As the world of 5G unfolds, we will be seeing not just smart homes, but smart farms, smart factories, smart heavy construction, smart transportation systems, and so forth. And a host of new emerging technologies, in addition to AI, will become interwoven with and dependent upon 5G and the Industrial Internet, including for example: robotics, the Internet of Things, autonomous vehicles, 3-D printing, nanotechnology, biotechnology, materials science, energy storage, and quantum computing.
The Tory Conservative party began a serious effort to claw back the contract from Huawei after seeing the communist nation’s response to the coronavirus pandemic, its failure to report about the rampant virus, attempts to corner the market on protective hospital clothing, and realizing that key medications needed for survival were sourced and made in China.
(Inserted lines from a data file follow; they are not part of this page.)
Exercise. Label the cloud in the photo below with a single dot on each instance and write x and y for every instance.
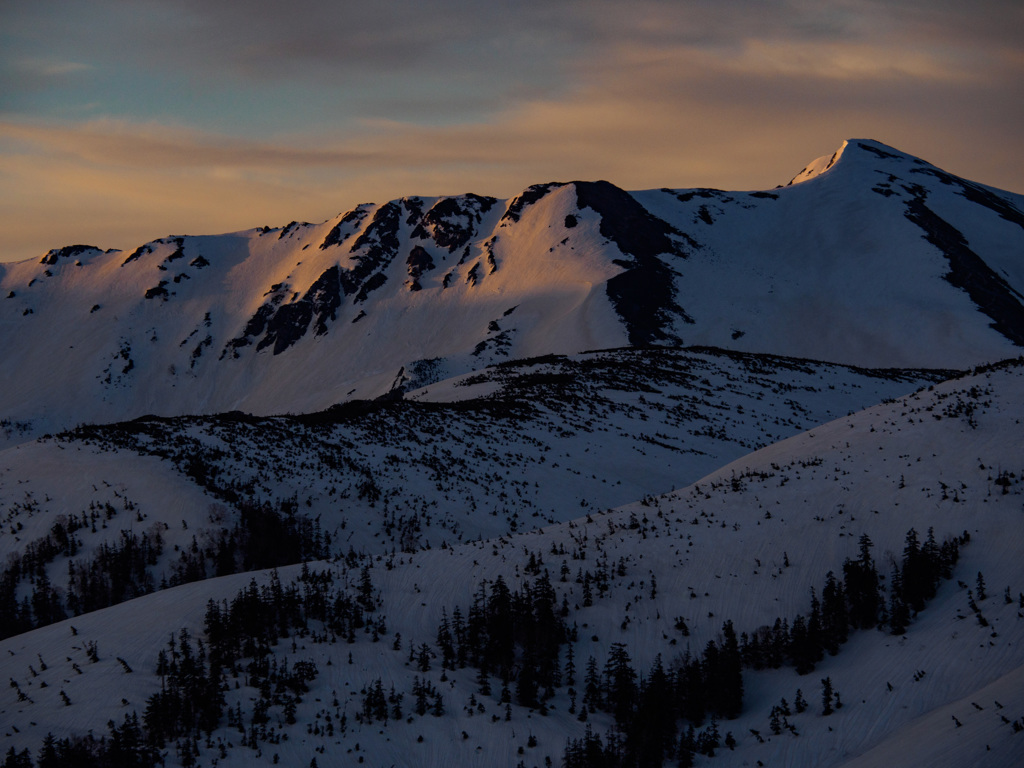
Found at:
(378, 100)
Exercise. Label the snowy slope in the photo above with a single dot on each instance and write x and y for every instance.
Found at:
(878, 260)
(946, 692)
(505, 450)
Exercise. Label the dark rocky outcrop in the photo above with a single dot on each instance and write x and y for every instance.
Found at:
(969, 271)
(644, 294)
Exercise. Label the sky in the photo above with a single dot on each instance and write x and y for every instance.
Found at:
(123, 121)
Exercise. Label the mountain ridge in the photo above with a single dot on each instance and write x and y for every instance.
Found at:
(302, 316)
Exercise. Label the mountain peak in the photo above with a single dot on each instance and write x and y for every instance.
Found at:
(854, 148)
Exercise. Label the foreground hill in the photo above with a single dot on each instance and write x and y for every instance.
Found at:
(655, 588)
(104, 513)
(873, 258)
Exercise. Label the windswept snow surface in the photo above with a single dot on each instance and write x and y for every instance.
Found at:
(505, 450)
(946, 692)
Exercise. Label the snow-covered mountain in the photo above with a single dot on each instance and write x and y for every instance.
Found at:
(870, 257)
(585, 477)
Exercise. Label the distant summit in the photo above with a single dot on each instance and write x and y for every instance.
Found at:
(868, 257)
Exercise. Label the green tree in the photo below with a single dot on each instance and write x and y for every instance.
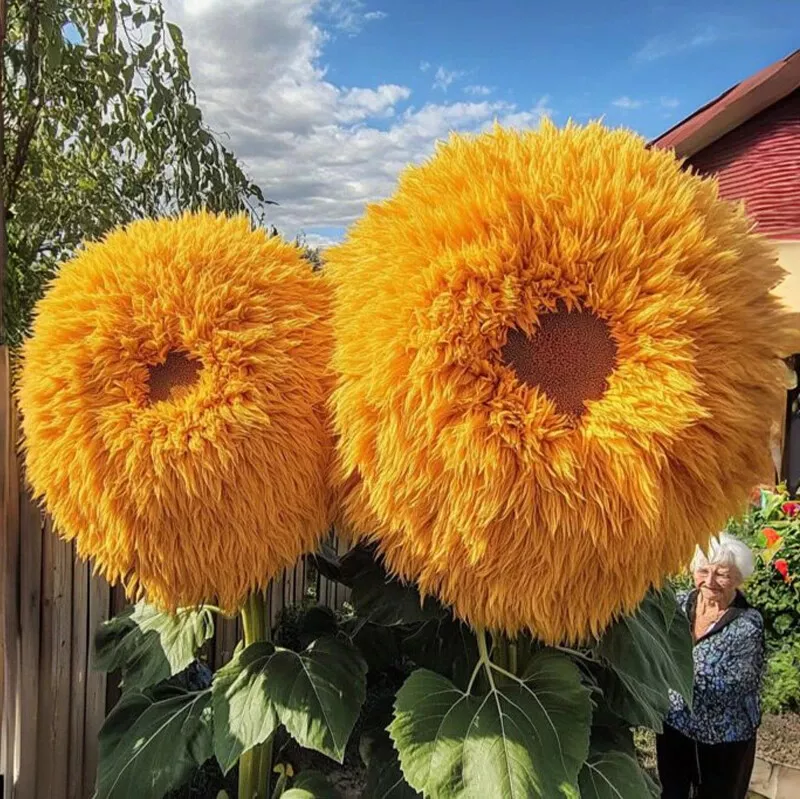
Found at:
(99, 127)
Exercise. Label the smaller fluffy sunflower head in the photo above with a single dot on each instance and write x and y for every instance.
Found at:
(558, 363)
(173, 401)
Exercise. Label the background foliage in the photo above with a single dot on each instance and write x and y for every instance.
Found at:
(100, 127)
(771, 526)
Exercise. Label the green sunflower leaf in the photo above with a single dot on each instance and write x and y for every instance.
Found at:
(647, 654)
(152, 742)
(316, 694)
(150, 646)
(613, 772)
(524, 739)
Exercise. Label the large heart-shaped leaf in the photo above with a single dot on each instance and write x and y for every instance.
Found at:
(149, 646)
(311, 785)
(316, 694)
(525, 739)
(152, 742)
(385, 779)
(649, 653)
(612, 771)
(243, 718)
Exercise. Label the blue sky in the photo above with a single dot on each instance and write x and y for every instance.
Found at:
(325, 101)
(657, 60)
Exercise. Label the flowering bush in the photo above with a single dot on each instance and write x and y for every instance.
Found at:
(772, 528)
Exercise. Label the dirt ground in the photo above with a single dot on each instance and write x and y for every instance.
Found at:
(779, 739)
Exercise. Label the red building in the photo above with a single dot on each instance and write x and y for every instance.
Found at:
(749, 139)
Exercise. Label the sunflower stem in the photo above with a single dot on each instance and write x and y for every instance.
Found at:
(483, 654)
(255, 765)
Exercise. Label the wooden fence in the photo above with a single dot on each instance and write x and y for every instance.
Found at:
(52, 703)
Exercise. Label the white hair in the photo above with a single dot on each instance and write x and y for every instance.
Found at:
(725, 550)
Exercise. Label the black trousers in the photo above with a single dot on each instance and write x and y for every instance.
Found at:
(714, 771)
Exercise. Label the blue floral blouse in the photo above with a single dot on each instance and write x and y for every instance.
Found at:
(728, 666)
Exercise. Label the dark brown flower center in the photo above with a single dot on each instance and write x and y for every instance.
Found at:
(569, 357)
(170, 379)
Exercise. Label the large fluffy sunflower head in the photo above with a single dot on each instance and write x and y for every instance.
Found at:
(173, 398)
(558, 364)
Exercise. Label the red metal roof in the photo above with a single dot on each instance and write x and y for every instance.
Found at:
(731, 109)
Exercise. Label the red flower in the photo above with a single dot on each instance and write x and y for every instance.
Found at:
(791, 508)
(771, 536)
(783, 567)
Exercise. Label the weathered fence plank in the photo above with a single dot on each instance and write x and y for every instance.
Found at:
(31, 533)
(52, 702)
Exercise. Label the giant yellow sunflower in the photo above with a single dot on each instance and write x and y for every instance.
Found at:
(173, 400)
(558, 359)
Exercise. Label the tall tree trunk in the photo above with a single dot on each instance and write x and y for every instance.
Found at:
(3, 239)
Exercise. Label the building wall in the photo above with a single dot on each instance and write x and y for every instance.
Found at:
(759, 162)
(789, 259)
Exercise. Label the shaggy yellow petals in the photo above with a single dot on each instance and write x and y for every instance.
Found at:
(173, 397)
(559, 361)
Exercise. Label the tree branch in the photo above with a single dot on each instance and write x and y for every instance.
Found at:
(33, 102)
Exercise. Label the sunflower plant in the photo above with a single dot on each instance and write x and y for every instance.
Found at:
(517, 386)
(173, 397)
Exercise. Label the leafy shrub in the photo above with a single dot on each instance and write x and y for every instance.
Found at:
(781, 690)
(771, 527)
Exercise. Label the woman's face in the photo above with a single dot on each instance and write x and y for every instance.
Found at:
(717, 582)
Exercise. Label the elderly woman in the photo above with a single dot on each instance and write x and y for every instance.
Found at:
(711, 747)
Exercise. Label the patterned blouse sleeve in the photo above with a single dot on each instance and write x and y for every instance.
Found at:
(737, 668)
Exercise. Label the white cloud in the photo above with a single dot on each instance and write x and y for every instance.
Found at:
(321, 150)
(347, 16)
(627, 103)
(665, 45)
(477, 90)
(445, 77)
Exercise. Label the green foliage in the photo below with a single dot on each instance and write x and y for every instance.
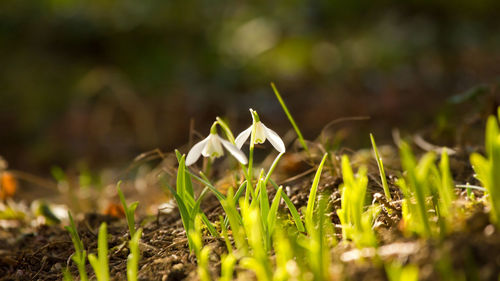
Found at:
(397, 272)
(129, 211)
(100, 262)
(356, 223)
(487, 168)
(428, 192)
(202, 253)
(380, 164)
(184, 196)
(227, 267)
(292, 121)
(134, 256)
(79, 257)
(67, 275)
(312, 196)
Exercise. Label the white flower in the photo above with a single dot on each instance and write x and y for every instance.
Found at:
(211, 147)
(261, 134)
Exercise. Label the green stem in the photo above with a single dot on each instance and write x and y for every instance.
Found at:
(295, 127)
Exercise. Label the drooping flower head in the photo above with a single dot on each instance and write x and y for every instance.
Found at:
(262, 133)
(211, 147)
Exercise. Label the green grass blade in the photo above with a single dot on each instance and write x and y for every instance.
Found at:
(273, 212)
(293, 211)
(67, 275)
(134, 256)
(100, 263)
(292, 121)
(381, 169)
(225, 235)
(227, 267)
(129, 211)
(312, 195)
(418, 190)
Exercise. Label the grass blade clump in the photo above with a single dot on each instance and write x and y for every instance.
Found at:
(487, 168)
(129, 211)
(134, 256)
(356, 223)
(100, 262)
(79, 257)
(428, 192)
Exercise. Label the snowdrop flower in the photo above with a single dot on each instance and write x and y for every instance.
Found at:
(261, 134)
(211, 147)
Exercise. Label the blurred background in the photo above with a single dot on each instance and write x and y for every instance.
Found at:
(94, 83)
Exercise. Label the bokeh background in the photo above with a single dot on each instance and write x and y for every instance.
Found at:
(100, 81)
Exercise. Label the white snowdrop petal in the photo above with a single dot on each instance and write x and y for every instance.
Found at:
(195, 152)
(213, 147)
(274, 139)
(240, 156)
(242, 137)
(260, 132)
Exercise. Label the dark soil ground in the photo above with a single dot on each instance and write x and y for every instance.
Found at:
(472, 249)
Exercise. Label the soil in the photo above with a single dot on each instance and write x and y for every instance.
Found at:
(473, 248)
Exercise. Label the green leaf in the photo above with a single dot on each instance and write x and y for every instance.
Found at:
(293, 211)
(312, 195)
(273, 212)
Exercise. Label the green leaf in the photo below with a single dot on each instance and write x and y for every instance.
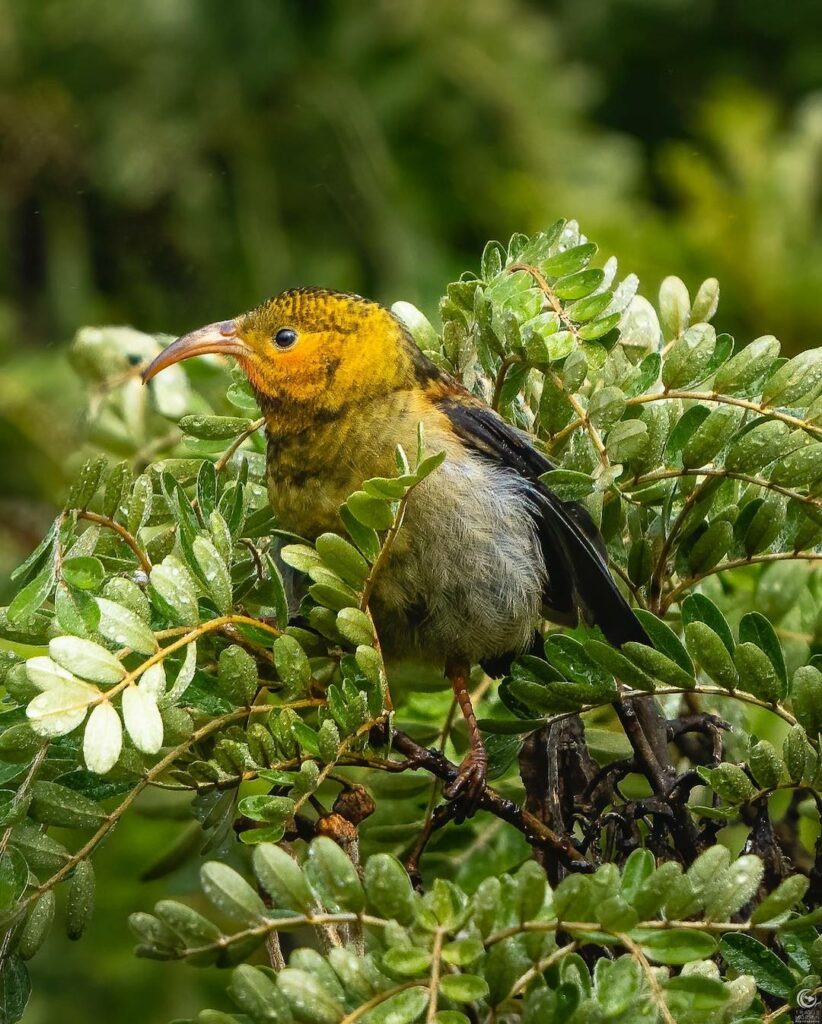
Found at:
(730, 782)
(388, 889)
(84, 488)
(793, 380)
(84, 572)
(606, 407)
(675, 307)
(333, 877)
(568, 484)
(697, 607)
(579, 285)
(614, 662)
(355, 627)
(569, 656)
(213, 427)
(689, 356)
(675, 945)
(755, 631)
(371, 511)
(230, 893)
(32, 596)
(13, 878)
(215, 572)
(123, 627)
(766, 765)
(80, 905)
(684, 429)
(308, 998)
(238, 675)
(747, 366)
(710, 547)
(38, 926)
(274, 810)
(140, 503)
(708, 649)
(86, 659)
(806, 698)
(39, 553)
(638, 868)
(176, 590)
(257, 995)
(464, 987)
(569, 261)
(404, 1008)
(744, 954)
(692, 993)
(292, 664)
(407, 961)
(626, 440)
(711, 435)
(363, 537)
(283, 879)
(782, 899)
(56, 805)
(342, 558)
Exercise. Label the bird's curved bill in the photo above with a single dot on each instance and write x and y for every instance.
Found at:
(217, 339)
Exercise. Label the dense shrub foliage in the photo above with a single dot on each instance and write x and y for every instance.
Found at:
(646, 845)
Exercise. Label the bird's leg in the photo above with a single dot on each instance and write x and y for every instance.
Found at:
(470, 782)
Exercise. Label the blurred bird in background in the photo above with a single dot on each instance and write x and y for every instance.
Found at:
(486, 550)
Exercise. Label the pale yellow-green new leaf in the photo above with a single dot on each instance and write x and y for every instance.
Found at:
(142, 719)
(102, 739)
(87, 659)
(58, 711)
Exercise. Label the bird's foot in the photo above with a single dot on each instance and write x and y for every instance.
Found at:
(467, 790)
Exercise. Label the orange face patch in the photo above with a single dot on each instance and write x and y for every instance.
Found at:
(313, 352)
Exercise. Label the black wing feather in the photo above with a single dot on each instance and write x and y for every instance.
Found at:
(579, 580)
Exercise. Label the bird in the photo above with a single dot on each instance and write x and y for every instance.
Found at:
(486, 552)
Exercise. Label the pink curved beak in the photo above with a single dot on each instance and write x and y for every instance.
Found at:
(219, 339)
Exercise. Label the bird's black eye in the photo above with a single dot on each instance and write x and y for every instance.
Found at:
(285, 337)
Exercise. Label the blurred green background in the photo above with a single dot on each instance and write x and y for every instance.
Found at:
(167, 163)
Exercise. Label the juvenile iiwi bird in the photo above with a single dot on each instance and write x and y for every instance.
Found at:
(486, 550)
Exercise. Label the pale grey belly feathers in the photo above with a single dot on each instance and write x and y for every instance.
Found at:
(467, 574)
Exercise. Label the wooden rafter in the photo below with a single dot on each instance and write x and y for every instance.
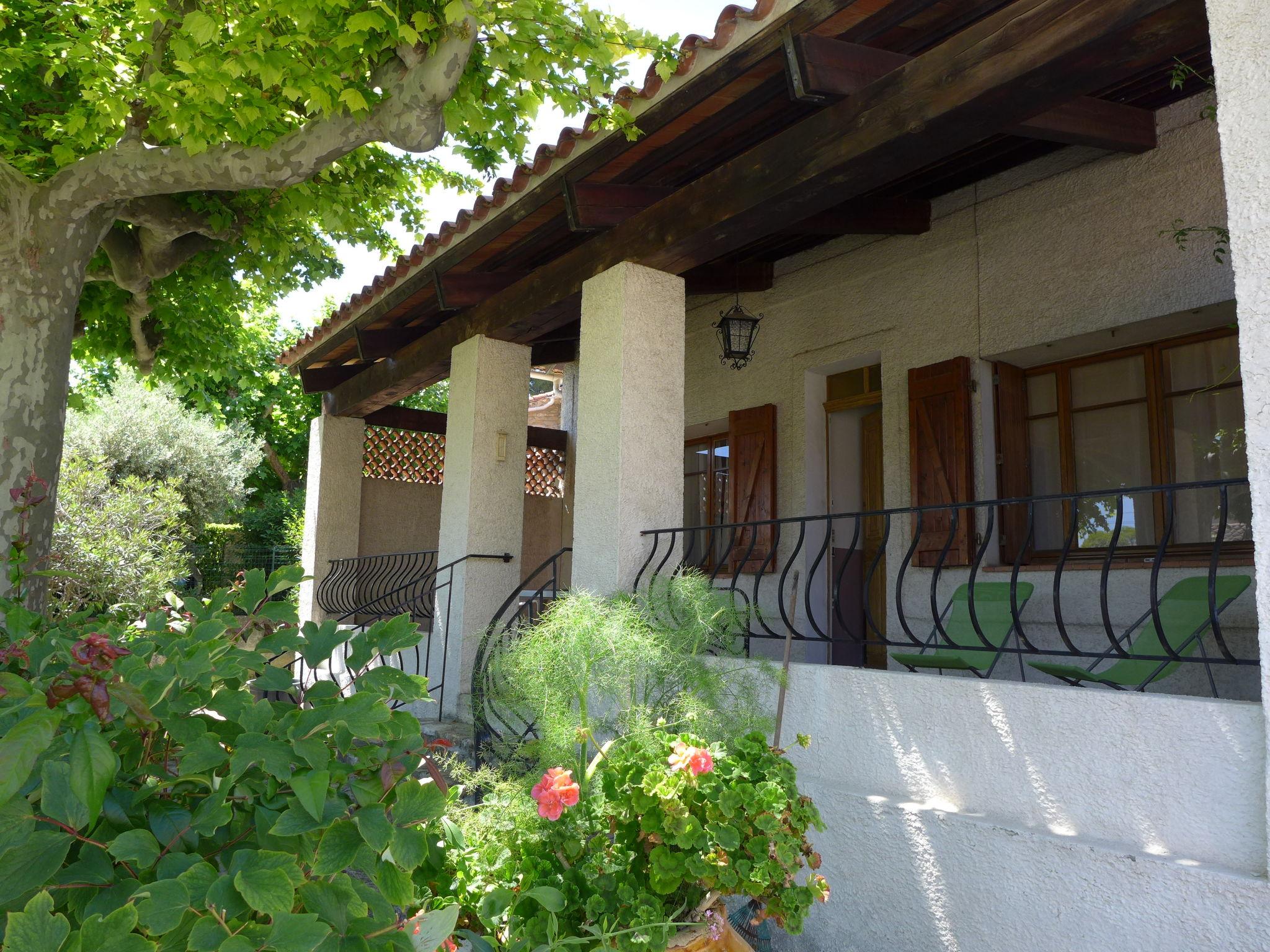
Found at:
(1016, 64)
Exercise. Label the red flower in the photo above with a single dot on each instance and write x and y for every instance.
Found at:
(685, 757)
(554, 792)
Bloomberg talked with Tory members who were fighting Johnson on Huawei:
“We need to devise a proper, realistic exit strategy from relying on Huawei,” Conservative Member of Parliament Damian Green told Bloomberg News. “Our telecom providers… need to know the government is determined to drive down Huawei’s involvement to zero percent over a realistic timescale.”
“The mood in the parliamentary party has hardened,” said Tom Tugendhat, the Conservative Party’s chairman of the House of Commons Foreign Affairs Committee.
“It’s a shared realization of what it means for dependence on a business that is part of a state that does not share our values,” Tugendhat said.
Besides unleashing the coronavirus on the world, the Chinese are responsible for the theft of U.S. military technology and of hacking into the database of the Office of Personnel Management – retrieving the 21 million real identities and personal details of American spies as well as workaday government employees — and broke into the database of Equifax.
The tech giant is banned from the United States.